= Ana Ristović =

Serbian poet

Ana Ristović (born 1972) is a Serbian poet, writer, and literary translator. Her poetry has been translated into more than a dozen languages and awarded both in Serbia and abroad.

== Biography ==
She was born in Belgrade and graduated in Serbian literature and language with general literature at the University of Belgrade Faculty of Philology. She moved to Ljubljana, Slovenia, in 1998 for six years, and returned to Belgrade in 2004.

Ristović has been publishing poetry since age 18 and won the Branko Radičević Prize for the best Serbian poetry debut for Snovidna voda (1994). Her poems have been published in English, German, Polish, Hungarian, Slovak and Macedonian among others, and represented in several domestic and foreign anthologies.

In 2005, she won Germany's Hubert Burda Prize for young East European poets. In 2014, The New Yorker published Ristović’s “Snow in Your Shoes”, translated by Steven and Maja Teref, and later listed it as one of their 15 poetry highlights for the year.
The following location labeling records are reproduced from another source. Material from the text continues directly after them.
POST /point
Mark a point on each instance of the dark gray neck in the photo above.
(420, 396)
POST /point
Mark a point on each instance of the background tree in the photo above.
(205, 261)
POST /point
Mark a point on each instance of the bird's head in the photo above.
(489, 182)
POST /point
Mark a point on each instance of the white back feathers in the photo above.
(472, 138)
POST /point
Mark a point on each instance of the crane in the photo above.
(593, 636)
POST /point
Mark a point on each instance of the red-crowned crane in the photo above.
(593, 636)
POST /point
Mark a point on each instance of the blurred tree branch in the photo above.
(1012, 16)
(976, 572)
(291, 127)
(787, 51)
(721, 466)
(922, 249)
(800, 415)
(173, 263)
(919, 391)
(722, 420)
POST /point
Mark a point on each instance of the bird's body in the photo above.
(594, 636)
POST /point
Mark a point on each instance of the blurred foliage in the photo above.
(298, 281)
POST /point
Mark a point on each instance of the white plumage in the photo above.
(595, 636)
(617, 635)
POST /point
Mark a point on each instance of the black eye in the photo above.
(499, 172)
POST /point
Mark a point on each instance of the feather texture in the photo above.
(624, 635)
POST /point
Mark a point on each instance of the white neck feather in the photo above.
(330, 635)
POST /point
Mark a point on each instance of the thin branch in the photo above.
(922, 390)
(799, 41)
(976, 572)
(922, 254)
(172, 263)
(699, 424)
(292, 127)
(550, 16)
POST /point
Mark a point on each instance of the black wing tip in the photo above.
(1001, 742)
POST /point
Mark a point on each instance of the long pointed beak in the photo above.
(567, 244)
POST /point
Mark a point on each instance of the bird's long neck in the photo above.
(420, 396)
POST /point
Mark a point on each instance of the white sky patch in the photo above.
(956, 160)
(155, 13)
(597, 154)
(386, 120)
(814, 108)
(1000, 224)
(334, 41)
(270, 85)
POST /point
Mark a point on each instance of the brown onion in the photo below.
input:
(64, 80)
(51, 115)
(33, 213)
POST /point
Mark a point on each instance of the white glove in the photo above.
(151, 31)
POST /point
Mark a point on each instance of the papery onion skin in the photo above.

In addition to poetry, Ristović writes essays and literary criticism. She is also a translator from the Slovenian language, from which she has so far translated more than twenty books of contemporary prose and poetry.

== Publications ==
Ristović has published numerous books in Serbian and is one of the most widely translated contemporary Serbian poets.

=== Books in Serbian (first editions) ===

- Snovidna voda (1994)
- Uže od peska (1997)
- Zabava za dokone kćeri (1999)
- Život na razglednici (2003)
- Oko nule (2006)
- P.S – izabrane pesme (2009)
- Meteorski otpad (2013)
- Nešto svetli, izabrane i nove pesme (2014)
- Čistina (2015)
- Izabrane pesme (2017)
- Ruke u rukama (2019)
- Knjiga nestajanja (2020)
- Tu (2023)

=== Translated books ===

- Pred tridsiatkou (Slovakia, 2001)
- Življenje na razglednici (Slovenia, 2005)
- So dunkel, so hell (Austria, 2007)
- P.S. (Hungary, 2012)
- П.С. (Macedonia, 2016)
- Directions for use (USA, 2017)
- Śmieci z kosmosu (Poland, 2020)

== Awards ==
Her awards include:

- Branko Radičević Award for the best Serbian poetry debut (1994)
- Branko Miljković Award (2000)
- Hubert-Burda-Prize for young Eastern European poetry (2005)
- Milica Stojadinović Srpkinja Award (2010)
- Disova Award (2014)
- Desanka Maksimović Award (2018)
- Vasko Popa Award (2024)
Directions for Use, Ristović’s first poetry collection translated to English, was a finalist for 2017 National Book Critics Circle Award for Poetry, 2018 National Translation Award and 2018 Best Translated Book Award.